O último curta da Mostra PE é outra adaptação da obra de Raimundo Carrero. “Minha alma é irmã de Deus”, de Luci Alcântara, teve ajuda do próprio autor na construção do roteiro. Diferente do filme anterior, “Minha alma (…)” não transcende o mediano. A história é sobre Camila, uma mulher que é, na verdade, muitas; uma completamente diferente da outra. O filme é ambientado no Recife suburbano, com seus crentes, suas putas, sua realidade peculiar. É pena que a adaptação não faça jus a essas características. O primeiro problema está em colocar não-atores bem conhecidos da cena local, como os músicos da Bande Ciné, Isaar e Roger de Renor, para fazerem papéis de uma realidade que nitidamente não é a deles. Há a tentativa de compor uma atmosfera, mas todos os elementos fluem em direção a outra. Torna-se impossível para quem é de Recife não fazer a ligação com a cena alternativa da cidade. A trilha sonora também demonstra esse distanciamento: as músicas remetem a um universo totalmente distante daquele que o filme pretende abordar. A adaptação, muito literária, atrapalha consideravelmente o elenco na interpretação, resultando numa falta de empatia entre os personagens e o público — a atriz Fabiana Pyrro ainda consegue se destacar dos demais, mas mesmo assim não causa grande impacto. A fotografia também é uma ode ao afastamento; os planos abertos, sempre distantes das personagens, nos causam a sensação que o distanciamento está na própria direção.
Políticas e politicagem
O brasileiro tem uma veia festiva pulsando incessantemente — não importa por quais razões, apenas comemoramos. Até questões que deveriam ter uma outra abordagem terminam virando festa. Eleições são o exemplo maior de como a política é encarada no país. Verdadeiros circos são armados para atrair a população; é só um político lançar candidatura que começam as inaugurações de obras (nem sempre acabadas), os comícios, as promessas, os shows de Zezé de Camargo e Luciano. Se as metrópoles não conseguem se livrar dessa movimentação, nos interior ela parece ser ainda mais intensa.

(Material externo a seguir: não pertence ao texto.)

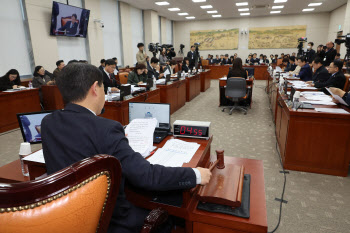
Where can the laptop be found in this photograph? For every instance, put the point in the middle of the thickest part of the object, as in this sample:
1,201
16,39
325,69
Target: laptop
153,110
30,125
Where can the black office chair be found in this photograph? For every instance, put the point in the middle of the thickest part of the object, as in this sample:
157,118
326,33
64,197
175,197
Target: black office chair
236,91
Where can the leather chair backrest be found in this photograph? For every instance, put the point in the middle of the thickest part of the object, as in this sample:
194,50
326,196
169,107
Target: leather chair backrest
79,198
123,77
235,87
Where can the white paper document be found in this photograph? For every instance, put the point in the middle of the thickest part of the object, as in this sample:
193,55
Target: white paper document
174,153
140,135
36,157
331,110
337,97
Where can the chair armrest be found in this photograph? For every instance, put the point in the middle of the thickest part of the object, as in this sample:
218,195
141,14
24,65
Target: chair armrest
155,218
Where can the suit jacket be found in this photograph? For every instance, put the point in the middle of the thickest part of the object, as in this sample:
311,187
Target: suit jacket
305,73
85,135
321,75
70,30
5,83
109,82
330,55
336,80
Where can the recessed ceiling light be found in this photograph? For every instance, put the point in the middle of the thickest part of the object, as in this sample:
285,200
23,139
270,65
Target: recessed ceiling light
242,4
308,9
277,7
315,4
162,3
207,7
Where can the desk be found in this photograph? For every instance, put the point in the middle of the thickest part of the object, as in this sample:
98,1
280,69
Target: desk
260,71
119,110
205,80
173,94
12,103
52,97
226,102
193,87
313,141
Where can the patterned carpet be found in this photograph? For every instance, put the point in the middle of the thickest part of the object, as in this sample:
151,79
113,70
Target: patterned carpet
316,203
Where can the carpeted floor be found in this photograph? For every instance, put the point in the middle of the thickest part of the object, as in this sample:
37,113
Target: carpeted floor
316,203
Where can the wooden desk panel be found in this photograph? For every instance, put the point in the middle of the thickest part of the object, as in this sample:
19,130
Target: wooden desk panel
12,103
52,98
214,222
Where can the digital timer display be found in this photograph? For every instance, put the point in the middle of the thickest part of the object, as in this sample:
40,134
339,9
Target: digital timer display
196,131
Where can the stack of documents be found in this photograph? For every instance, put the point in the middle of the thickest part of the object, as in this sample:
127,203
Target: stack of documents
140,135
174,153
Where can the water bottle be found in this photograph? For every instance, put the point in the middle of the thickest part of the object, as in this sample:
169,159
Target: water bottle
109,94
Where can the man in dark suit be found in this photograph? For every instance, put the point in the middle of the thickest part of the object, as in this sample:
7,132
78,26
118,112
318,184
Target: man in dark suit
192,56
337,78
76,133
310,53
154,70
71,26
321,74
330,54
108,76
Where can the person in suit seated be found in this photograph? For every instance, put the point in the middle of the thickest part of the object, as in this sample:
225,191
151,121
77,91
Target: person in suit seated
339,92
248,60
237,69
186,65
169,69
154,70
305,73
85,134
102,64
71,26
321,74
137,76
108,76
60,64
10,80
337,78
255,60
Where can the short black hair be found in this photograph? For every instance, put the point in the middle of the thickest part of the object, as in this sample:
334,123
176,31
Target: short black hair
338,64
36,70
318,60
59,62
154,60
110,62
302,59
75,81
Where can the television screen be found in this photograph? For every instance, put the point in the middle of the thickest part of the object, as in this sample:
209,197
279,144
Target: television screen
69,20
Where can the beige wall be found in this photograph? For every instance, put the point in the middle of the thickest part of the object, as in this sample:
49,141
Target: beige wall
317,31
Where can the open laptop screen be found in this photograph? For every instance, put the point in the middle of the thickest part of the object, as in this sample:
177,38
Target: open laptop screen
30,124
151,110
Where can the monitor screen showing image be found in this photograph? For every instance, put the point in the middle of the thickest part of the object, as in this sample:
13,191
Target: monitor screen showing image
69,20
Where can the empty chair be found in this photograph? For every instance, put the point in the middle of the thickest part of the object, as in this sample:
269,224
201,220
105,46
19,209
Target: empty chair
236,90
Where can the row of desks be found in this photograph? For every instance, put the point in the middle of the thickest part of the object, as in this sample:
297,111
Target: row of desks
308,140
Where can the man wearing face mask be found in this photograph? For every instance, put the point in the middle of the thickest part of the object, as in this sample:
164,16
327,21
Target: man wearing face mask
310,54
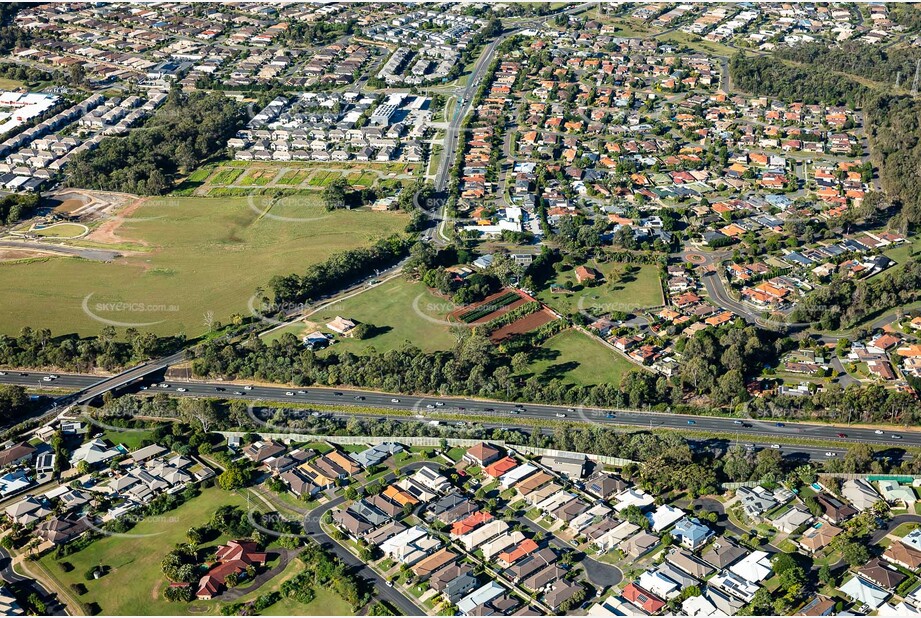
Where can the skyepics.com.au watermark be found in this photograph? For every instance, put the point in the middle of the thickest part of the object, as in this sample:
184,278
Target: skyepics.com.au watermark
106,312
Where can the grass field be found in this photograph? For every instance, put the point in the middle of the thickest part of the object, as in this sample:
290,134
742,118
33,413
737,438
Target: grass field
203,254
576,358
391,308
134,585
635,291
327,602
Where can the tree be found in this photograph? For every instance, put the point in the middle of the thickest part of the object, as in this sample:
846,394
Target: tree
236,476
855,553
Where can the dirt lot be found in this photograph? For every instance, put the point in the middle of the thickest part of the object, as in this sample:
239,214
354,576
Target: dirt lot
526,324
455,315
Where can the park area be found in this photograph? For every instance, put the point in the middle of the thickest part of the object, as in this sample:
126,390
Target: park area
399,310
625,287
577,358
134,582
185,263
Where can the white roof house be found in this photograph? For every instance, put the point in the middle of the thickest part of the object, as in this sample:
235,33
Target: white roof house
474,539
893,492
663,517
658,584
632,496
754,567
92,452
516,474
701,607
864,592
478,597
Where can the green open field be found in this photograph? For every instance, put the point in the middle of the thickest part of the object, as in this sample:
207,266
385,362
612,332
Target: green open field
134,585
638,290
327,602
391,308
576,358
202,254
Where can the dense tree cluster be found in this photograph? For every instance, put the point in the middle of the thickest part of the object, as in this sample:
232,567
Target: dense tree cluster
14,207
875,62
845,302
764,75
38,348
186,130
13,402
338,271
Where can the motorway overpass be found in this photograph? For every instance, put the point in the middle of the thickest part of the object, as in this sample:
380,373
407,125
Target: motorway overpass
759,433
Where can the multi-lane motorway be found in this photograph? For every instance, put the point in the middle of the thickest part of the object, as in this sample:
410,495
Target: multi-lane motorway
760,433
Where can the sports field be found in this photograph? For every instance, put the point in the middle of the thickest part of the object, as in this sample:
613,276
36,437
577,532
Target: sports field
199,255
400,310
621,290
134,584
576,358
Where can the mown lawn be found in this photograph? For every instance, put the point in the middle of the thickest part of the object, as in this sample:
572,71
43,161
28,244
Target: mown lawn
201,257
326,603
576,358
621,290
134,584
396,309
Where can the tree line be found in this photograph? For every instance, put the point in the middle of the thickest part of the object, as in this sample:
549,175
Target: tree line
338,271
187,130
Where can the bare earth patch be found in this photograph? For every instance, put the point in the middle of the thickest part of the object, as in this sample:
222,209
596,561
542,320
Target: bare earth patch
107,233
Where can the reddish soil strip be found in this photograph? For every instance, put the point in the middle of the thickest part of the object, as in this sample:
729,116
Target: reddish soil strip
468,308
526,324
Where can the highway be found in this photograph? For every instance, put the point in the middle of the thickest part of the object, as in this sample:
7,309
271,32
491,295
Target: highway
760,433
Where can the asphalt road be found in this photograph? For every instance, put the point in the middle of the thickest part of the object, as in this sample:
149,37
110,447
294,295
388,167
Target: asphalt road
760,433
385,592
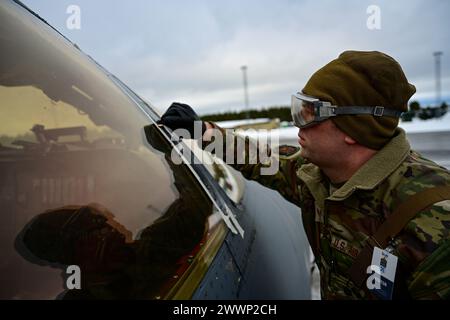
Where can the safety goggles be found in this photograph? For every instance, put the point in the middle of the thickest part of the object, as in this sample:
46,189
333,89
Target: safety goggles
308,111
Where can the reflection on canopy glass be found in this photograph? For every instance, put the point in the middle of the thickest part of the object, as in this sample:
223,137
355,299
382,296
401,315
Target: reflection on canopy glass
79,182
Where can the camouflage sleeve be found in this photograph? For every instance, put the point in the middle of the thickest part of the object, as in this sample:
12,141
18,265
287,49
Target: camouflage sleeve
256,161
431,278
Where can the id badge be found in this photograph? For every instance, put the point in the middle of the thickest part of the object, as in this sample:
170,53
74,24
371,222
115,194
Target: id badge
384,266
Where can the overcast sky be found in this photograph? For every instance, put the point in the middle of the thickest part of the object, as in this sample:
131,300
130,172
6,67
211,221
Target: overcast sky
192,51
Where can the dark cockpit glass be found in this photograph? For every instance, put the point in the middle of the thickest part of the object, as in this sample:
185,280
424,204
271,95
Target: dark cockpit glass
80,184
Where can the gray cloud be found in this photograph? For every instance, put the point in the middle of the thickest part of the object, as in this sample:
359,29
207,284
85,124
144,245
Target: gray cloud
192,51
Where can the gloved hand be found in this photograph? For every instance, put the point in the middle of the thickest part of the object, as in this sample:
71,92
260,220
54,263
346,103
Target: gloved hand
182,116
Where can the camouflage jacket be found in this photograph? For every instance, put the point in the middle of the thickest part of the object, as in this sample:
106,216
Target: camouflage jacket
338,221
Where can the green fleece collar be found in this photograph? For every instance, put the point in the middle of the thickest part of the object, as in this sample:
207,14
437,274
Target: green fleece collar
374,171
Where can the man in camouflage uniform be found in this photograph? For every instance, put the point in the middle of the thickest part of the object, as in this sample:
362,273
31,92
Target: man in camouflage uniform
353,173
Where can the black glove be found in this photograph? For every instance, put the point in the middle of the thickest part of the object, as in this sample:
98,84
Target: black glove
182,116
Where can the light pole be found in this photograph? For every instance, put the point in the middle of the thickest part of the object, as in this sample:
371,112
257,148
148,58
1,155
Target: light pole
244,73
437,65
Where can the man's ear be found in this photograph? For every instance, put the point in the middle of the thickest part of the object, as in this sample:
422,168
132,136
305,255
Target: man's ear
349,140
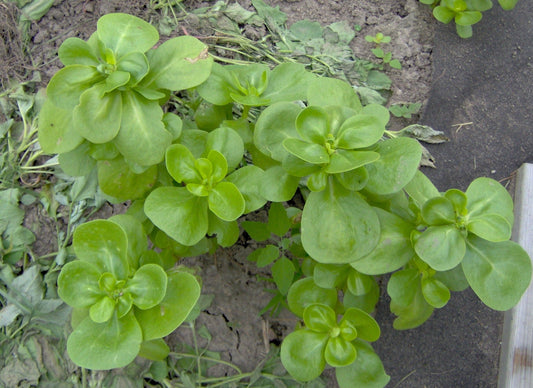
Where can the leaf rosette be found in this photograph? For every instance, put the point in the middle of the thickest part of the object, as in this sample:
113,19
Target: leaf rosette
119,297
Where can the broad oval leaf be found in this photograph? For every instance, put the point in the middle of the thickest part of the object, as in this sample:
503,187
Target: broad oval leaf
310,152
75,51
275,124
142,138
148,286
226,201
320,318
360,131
347,160
396,167
367,370
498,272
442,247
98,116
104,244
56,134
305,292
366,326
438,211
394,248
338,226
179,63
117,179
491,227
178,213
104,346
123,33
487,196
68,84
302,354
183,291
78,284
312,125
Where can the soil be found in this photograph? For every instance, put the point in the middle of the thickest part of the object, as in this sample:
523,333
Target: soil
417,358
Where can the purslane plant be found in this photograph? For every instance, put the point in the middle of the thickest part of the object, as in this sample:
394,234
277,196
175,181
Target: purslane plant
465,13
258,135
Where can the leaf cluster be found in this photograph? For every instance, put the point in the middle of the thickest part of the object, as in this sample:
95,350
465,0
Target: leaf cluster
464,13
258,135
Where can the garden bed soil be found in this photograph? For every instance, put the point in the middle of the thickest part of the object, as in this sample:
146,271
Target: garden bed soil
459,345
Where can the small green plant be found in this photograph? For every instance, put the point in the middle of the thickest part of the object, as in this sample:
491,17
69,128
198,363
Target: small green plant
254,135
465,13
378,51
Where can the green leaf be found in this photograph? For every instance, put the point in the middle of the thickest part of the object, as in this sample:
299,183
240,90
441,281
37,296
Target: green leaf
312,125
407,300
330,275
75,51
278,186
226,201
249,180
491,227
302,354
275,124
104,244
283,274
287,82
435,292
397,166
104,346
258,231
102,311
141,125
498,272
338,226
181,165
178,213
98,116
325,91
67,85
148,286
367,370
438,211
117,179
304,292
78,284
56,134
124,33
227,232
264,256
366,326
443,14
345,160
467,18
360,131
183,291
442,247
394,248
309,152
339,352
487,196
179,63
228,143
353,180
320,318
135,64
278,221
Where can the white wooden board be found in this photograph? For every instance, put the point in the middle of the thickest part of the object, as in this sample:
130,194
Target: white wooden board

Ao menos sob o olhar de Marcelo Brennand, que buscando entender o funcionamento desse momento político, resolveu acompanhar as candidaturas a vereadores e prefeito da cidade de Gravatá, interior do estado de Pernambuco. O filme “Porta a porta: Uma política em dois tempos” mostra como a relação entre pessoas e candidatos é mais próxima no interior; eles visitam seus eleitores em casa e o convencimento é feito diretamente, sem intermédios. A política para essas pessoas é um método concreto de auxílio para sua comunidade — e para si mesmos, claro. Predominando o assistencialismo, a população elege seus preferidos de acordo com as garantias que irá receber pós-eleição, como empregos ou mesmo uma ajuda para terminar a casa. A cidade inteira tem um lado, uma predileção, absolutamente ninguém fica de fora. Como em uma grande festa.
O mérito do longa é ter conseguido tratar do tema sem vilanizar os canditados, nem mostrar o povo como coitadinho. É um jogo de interesses, somente, e o diretor é simples observador. Mas Marcelo se utiliza de comentários em off em alguns momentos. Isso acaba causando certo estranhamento por parecer uma mudança de postura do diretor, que até então se mantinha como terceira pessoa. Um detalhe que até facilita na compreensão, mas subestima a capacidade de entendimento do espectador através das imagens.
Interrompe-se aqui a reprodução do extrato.